Defendant argues Plaintiffs’ fourth cause of action for fraud based on concealment fails because it is not pled with specificity and does not establish Defendant had a duty to disclose. The court disagrees.

“[T]he elements of a cause of action for fraud based on concealment are: ‘(1) the defendant must have concealed or suppressed a material fact, (2) the defendant must have been under a duty to disclose the fact to the plaintiff, (3) the defendant must have intentionally concealed or suppressed the fact with the intent to defraud the plaintiff, (4) the plaintiff must have been unaware of the fact and would not have acted as he did if he had known of the concealed or suppressed fact, and (5) as a result of the concealment or suppression of the fact, the plaintiff must have sustained damage.’” (Kaldenbach v. Mutual of Omaha Life Ins. Co. (2009) 178 Cal.App.4th 830, 850, quoting Roddenberry v. Roddenberry (1996) 44 Cal.App.4th 634, 665-666.)¿ The facts constituting the alleged fraud must be alleged factually and specifically as to every element of fraud, as the policy of “liberal construction” of the pleadings will not ordinarily be invoked. (Lazar v. Superior Court (1996) 12 Cal.4th 631, 645.)
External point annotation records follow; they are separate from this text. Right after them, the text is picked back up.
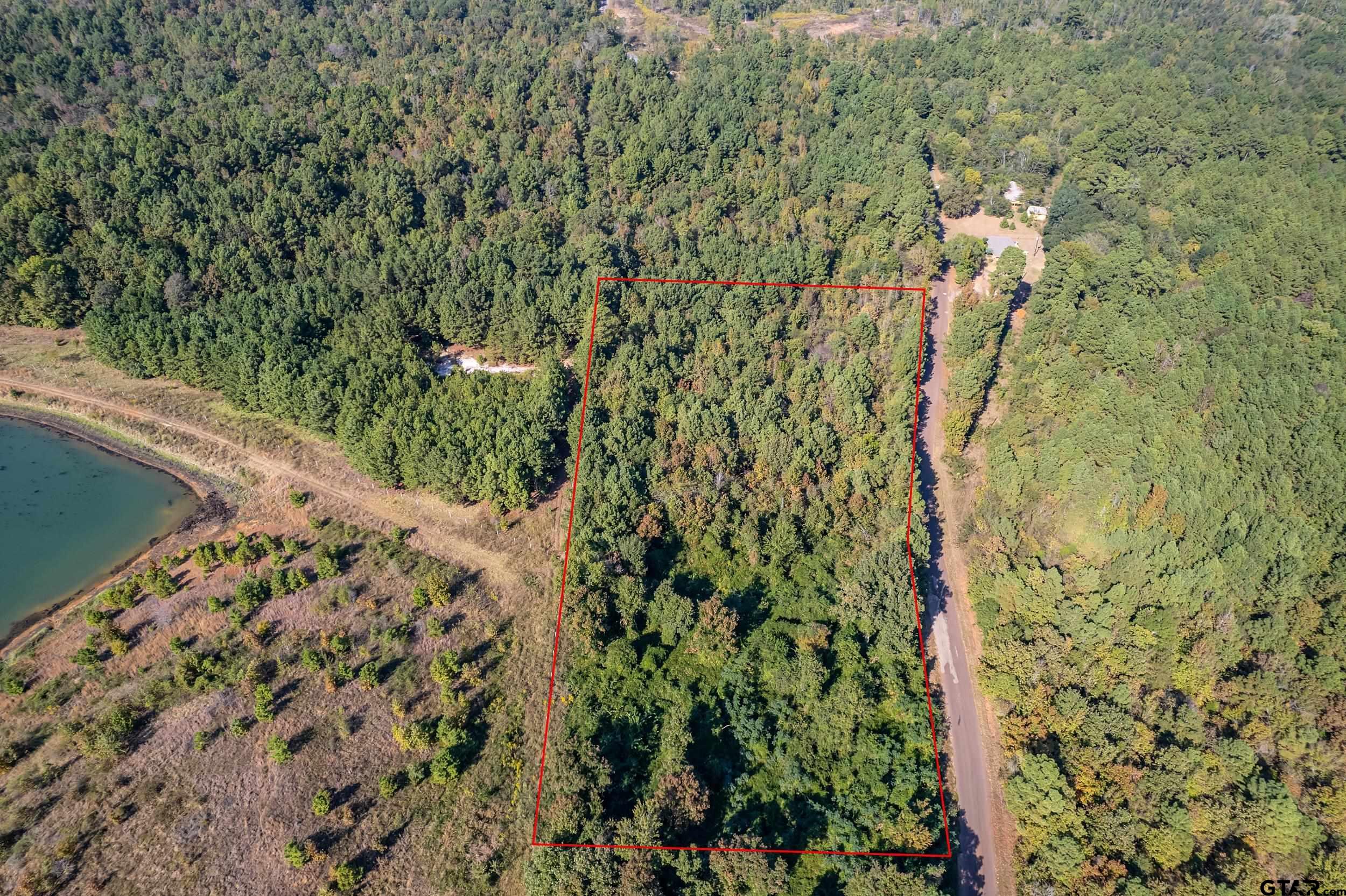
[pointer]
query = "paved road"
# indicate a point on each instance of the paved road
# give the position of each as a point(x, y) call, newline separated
point(945, 620)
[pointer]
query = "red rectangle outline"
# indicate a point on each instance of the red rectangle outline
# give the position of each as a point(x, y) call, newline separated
point(916, 601)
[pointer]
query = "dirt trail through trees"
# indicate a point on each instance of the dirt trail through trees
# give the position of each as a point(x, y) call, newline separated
point(948, 619)
point(496, 564)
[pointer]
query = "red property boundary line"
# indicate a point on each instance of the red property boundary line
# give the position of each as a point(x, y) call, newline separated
point(916, 601)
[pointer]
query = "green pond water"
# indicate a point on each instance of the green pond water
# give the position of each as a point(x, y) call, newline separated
point(71, 513)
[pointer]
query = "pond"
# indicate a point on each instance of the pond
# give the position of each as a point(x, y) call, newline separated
point(71, 513)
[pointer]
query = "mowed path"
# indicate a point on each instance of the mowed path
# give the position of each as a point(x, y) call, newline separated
point(497, 564)
point(973, 778)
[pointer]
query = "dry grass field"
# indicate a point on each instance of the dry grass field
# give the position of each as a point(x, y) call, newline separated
point(163, 816)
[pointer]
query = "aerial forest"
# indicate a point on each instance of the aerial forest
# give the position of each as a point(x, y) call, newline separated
point(300, 206)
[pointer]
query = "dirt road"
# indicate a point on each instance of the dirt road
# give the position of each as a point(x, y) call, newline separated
point(461, 551)
point(947, 619)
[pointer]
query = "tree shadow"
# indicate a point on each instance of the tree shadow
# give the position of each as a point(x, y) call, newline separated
point(302, 739)
point(1015, 303)
point(972, 880)
point(345, 795)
“A duty to disclose facts arises only when the parties are in a relationship that gives rise to the duty, such as ‘seller and buyer, employer and prospective employee, doctor and patient, or parties entering into any kind of contractual agreement.’” (Shin v. Kong (2000) 80 Cal.App.4th 498, 509, quoting Wilkins v. National Broadcasting Co. (1999) 71 Cal.App.4th 1066, 1082.) In this case, the FAC is silent on the issue of from whom Plaintiffs purchased their vehicle. (FAC, ¶ 4.) Pointing to this silence, Defendant argues Plaintiffs failed to establish a buyer-seller transaction that would create a duty of disclosure. However, while Defendant is correct with regards to the existence of a buyer-seller transaction, Plaintiffs also allege Defendant made express written warranties. (FAC, ¶ 4.) Express warranties are contractual in nature. (See Hauter v. Zogarts (1975) 14 Cal.3d 104, 117.) Because Defendant does not address this issue or point to any authority holding express warranties are insufficient to create a relationship between the parties, Defendant’s argument fails.
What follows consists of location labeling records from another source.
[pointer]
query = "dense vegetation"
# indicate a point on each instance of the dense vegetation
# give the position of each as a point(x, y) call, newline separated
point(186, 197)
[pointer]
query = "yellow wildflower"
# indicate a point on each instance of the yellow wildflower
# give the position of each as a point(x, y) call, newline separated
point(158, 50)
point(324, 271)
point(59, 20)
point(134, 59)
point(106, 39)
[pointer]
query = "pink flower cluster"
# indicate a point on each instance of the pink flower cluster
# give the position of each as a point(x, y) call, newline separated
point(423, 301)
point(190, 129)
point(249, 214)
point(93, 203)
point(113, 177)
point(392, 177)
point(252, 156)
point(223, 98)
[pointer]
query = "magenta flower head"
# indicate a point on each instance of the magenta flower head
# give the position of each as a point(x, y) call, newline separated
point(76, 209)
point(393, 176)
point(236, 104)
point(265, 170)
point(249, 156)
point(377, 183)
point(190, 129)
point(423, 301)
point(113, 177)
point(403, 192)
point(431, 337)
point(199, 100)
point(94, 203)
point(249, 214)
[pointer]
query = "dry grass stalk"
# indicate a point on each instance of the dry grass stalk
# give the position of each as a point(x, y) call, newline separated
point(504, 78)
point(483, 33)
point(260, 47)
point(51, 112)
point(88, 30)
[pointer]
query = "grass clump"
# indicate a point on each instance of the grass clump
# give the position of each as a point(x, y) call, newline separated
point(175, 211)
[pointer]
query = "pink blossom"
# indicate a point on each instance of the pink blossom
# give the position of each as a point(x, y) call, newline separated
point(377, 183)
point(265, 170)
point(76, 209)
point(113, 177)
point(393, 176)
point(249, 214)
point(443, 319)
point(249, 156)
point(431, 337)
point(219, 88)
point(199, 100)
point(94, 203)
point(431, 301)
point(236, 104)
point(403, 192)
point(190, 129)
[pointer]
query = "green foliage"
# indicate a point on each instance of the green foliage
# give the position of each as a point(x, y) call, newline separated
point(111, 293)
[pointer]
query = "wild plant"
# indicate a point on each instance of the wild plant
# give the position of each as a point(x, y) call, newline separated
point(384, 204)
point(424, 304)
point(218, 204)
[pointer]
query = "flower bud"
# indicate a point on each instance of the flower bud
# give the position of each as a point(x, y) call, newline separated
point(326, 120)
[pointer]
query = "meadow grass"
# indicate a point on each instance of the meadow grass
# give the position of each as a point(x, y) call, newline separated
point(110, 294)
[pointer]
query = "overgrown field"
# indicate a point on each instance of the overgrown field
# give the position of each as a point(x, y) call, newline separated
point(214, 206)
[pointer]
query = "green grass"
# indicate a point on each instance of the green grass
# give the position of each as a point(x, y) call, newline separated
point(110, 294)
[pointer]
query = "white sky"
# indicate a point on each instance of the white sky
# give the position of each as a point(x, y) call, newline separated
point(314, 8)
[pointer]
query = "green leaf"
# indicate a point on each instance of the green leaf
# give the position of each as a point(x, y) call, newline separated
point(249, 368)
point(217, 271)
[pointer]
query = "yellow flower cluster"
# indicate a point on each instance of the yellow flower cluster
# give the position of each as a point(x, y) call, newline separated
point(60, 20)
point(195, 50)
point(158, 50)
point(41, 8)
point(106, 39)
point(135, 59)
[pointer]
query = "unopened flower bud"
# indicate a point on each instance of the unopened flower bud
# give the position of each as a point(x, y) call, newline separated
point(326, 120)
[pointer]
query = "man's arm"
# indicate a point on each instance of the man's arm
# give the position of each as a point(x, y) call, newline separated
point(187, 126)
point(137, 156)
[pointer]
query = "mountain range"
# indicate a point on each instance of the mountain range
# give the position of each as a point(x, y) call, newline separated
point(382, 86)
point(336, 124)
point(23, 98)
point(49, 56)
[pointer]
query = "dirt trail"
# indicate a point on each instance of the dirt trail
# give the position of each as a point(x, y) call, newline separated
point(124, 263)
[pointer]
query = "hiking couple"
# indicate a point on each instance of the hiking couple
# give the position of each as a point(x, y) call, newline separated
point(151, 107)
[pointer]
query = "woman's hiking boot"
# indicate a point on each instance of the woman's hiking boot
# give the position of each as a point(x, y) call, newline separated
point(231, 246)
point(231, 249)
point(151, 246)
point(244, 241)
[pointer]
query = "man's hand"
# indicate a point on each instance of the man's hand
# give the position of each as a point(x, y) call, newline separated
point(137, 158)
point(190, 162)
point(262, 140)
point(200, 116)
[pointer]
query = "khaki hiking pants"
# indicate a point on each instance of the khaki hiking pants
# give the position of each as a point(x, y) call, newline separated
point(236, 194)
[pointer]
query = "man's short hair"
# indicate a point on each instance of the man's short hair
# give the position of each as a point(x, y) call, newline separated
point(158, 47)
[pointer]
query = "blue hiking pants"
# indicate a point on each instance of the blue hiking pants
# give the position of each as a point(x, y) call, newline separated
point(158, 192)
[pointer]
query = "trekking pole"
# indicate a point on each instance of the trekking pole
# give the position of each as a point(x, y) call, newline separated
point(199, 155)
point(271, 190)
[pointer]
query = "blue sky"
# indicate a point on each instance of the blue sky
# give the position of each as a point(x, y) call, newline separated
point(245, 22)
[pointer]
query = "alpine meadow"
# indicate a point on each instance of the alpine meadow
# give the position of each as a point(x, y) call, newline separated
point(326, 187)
Defendant also contends Plaintiffs failed to plead fraud with specificity because (1) they did not identify the individual who concealed material facts, (2) establish that Defendant knew of the defects at time of Plaintiffs’ purchase, (3) point to any interactions with Defendant before or during the purchase of their vehicle, and (4) allege Defendant intended to induce reliance with respect to Plaintiffs’ specific vehicle. However, the specificity requirement is relaxed “when the allegations indicate that ‘the defendant must necessarily possess full information concerning the facts of the controversy’” (Tarmann v. State Farm Mut. Auto. Ins. Co. (1991) 2 Cal.App.4th 153, 158, quoting Bradley v. Hartford Acc. & Indem. Co. (1973) 30 Cal.App.3d 818, 825) or if “the facts lie more in the knowledge of the opposite party.” (Ibid, quoting Turner v. Milstein (1951) 103 Cal.App.2d 651, 658.)

In this case, Plaintiffs allege that Defendant knew of transmission defects before Plaintiffs purchased their car and as early as September 2014. (FAC, ¶ 25, 34, 40.) Plaintiffs allege Defendant has exclusive knowledge of these defects and intentionally concealed them. (FAC, ¶ 121, 125.) Lastly, Plaintiffs allege Defendant intentionally concealed the transmission defects in vehicles like Plaintiffs’ so they could be sold for the maximum price. (FAC, ¶ 129-130.) Thus, Plaintiffs have alleged sufficient facts to establish fraudulent concealment.

Accordingly, Defendant’s demurrer to Plaintiffs’ fourth cause of action is OVERRULED. Furthermore, because Defendant’s motion to strike Plaintiffs’ prayer for punitive damages is based on the grounds that Plaintiffs have not adequately alleged fraud, it is DENIED for the same reasons described above.

CONCLUSION

Based on the foregoing, Defendant’s demurrer to Plaintiffs’ FAC is OVERRULED. Furthermore, Defendant’s motion to strike Plaintiffs’ prayer for punitive damages is DENIED.

Defendant to answer Plaintiff’s complaint in ten (10) days.